The funeral went on as planned, and the casket was loaded into a hearse to travel to a cemetery in Valhalla.

The family later learned that during the funeral, Chong had called and texted Whaja Kim's daughter about her mother's "identifying features," and the daughter sent back several photos, the suit said.

As the procession travelled to the cemetery, Chong called Kummi Kim and told her that if she was not sure the body was her mother's, they should "turn all the cars around," without explaining further, according to the suit. Confused, Kim told Chong that they should proceed with the burial.

Thirty minutes into the gravesite service, Chong pulled up a photo on her phone of a body that was at the funeral home and showed it to Kim. Kim said it was her mother's.

Without explanation, Chong directed the cemetery workers to remove the casket from the grave "as family members looked on in astonishment," the lawsuit said. Chong later met with the family and informed them that Whaja Kim's body had been dressed in their mother's clothing, then presented at the funeral and for the burial.

Chong later acknowledged to the family that the funeral home had placed their mother's dentures under a pillow beneath Whaja Kim's body, despite Whaja Kim having a full set of teeth, according to the suit.

Chong arranged an urgent funeral with the correct body the next day, but it could not be held at their mother's church because it was being used for Sunday services. Several family members had already left because they could not change their travel plans, the suit said.

The mistake breached the family's contract with the funeral home and failed to respect Korean burial tradition and their mother's wishes of a funeral at her home church, the family said in the suit.

They also said the funeral home had several opportunities to catch the error and instead disregarded "clear evidence of confusion of the body" until the wrong body was already in their mother's grave.

Chong told the family that the two employees who picked up Kim's body did not place an identifying tag on her, which goes against best practice in the industry, Maggiano said.

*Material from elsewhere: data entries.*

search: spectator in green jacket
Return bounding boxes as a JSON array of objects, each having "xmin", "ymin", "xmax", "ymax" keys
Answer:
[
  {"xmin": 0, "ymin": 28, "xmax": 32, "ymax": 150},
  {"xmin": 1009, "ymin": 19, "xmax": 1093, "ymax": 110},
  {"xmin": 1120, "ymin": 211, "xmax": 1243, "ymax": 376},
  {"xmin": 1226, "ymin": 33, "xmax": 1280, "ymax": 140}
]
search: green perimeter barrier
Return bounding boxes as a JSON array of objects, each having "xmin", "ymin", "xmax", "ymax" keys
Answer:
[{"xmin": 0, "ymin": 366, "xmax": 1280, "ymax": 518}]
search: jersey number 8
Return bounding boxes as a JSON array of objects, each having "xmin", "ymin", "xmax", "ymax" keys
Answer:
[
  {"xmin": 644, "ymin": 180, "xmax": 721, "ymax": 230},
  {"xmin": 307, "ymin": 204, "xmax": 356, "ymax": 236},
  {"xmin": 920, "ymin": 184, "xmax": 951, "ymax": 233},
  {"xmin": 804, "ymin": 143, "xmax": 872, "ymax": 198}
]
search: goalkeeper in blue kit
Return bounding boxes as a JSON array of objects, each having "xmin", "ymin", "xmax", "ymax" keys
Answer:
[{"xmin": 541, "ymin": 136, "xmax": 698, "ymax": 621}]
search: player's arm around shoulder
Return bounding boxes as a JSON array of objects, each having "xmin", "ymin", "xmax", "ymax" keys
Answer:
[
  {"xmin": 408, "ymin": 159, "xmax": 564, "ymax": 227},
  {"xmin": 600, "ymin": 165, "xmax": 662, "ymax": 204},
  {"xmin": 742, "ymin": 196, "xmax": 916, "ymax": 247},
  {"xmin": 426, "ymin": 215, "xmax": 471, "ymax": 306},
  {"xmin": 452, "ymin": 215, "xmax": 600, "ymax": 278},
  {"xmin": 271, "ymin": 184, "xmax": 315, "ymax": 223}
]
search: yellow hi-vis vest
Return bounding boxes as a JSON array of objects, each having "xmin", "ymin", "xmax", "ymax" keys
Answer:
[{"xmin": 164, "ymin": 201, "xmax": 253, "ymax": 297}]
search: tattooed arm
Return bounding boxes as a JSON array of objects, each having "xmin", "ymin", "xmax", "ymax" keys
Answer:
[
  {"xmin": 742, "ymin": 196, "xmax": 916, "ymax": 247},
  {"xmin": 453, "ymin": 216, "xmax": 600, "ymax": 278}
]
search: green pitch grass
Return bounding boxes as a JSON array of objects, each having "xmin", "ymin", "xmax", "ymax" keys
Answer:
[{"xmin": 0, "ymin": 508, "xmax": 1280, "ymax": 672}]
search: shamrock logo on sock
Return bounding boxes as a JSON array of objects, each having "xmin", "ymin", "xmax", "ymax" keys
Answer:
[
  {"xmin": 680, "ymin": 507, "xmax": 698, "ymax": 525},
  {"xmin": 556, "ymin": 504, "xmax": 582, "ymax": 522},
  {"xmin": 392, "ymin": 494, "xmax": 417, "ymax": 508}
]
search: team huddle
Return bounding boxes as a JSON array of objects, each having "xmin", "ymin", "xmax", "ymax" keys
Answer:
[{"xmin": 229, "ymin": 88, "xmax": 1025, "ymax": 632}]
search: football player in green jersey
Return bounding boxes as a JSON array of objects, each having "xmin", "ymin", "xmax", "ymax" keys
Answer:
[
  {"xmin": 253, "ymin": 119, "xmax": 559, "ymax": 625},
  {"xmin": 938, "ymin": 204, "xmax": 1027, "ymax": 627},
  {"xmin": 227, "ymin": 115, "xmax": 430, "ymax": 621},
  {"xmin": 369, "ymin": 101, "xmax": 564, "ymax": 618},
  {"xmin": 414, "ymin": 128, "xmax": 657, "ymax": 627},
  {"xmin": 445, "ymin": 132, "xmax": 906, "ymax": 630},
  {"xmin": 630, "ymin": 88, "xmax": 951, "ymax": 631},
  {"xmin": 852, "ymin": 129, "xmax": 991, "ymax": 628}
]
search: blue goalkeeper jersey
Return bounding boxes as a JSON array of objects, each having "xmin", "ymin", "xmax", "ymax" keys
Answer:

The funeral home offered to refund the $9,000 that the family had paid in fees, but later cashed the check anyway, according to an amended complaint filed Wednesday.

"My mother lived a long life, and she wanted her funeral to be a celebration," Kummi Kim, one of her daughters, said at a news conference Monday, according to NJ Advance Media. "Her last wish was that everything would be at the church, the proper way. So I feel very guilty that we couldn't give her final wish."

Maggiano said the Kim family was not looking for financial gain and would donate any money they receive from the lawsuit to two churches that were important to their mother.

"They do not want a dollar from this," Maggiano said. "They're doing it for their mother, and that's what Mother would have wanted."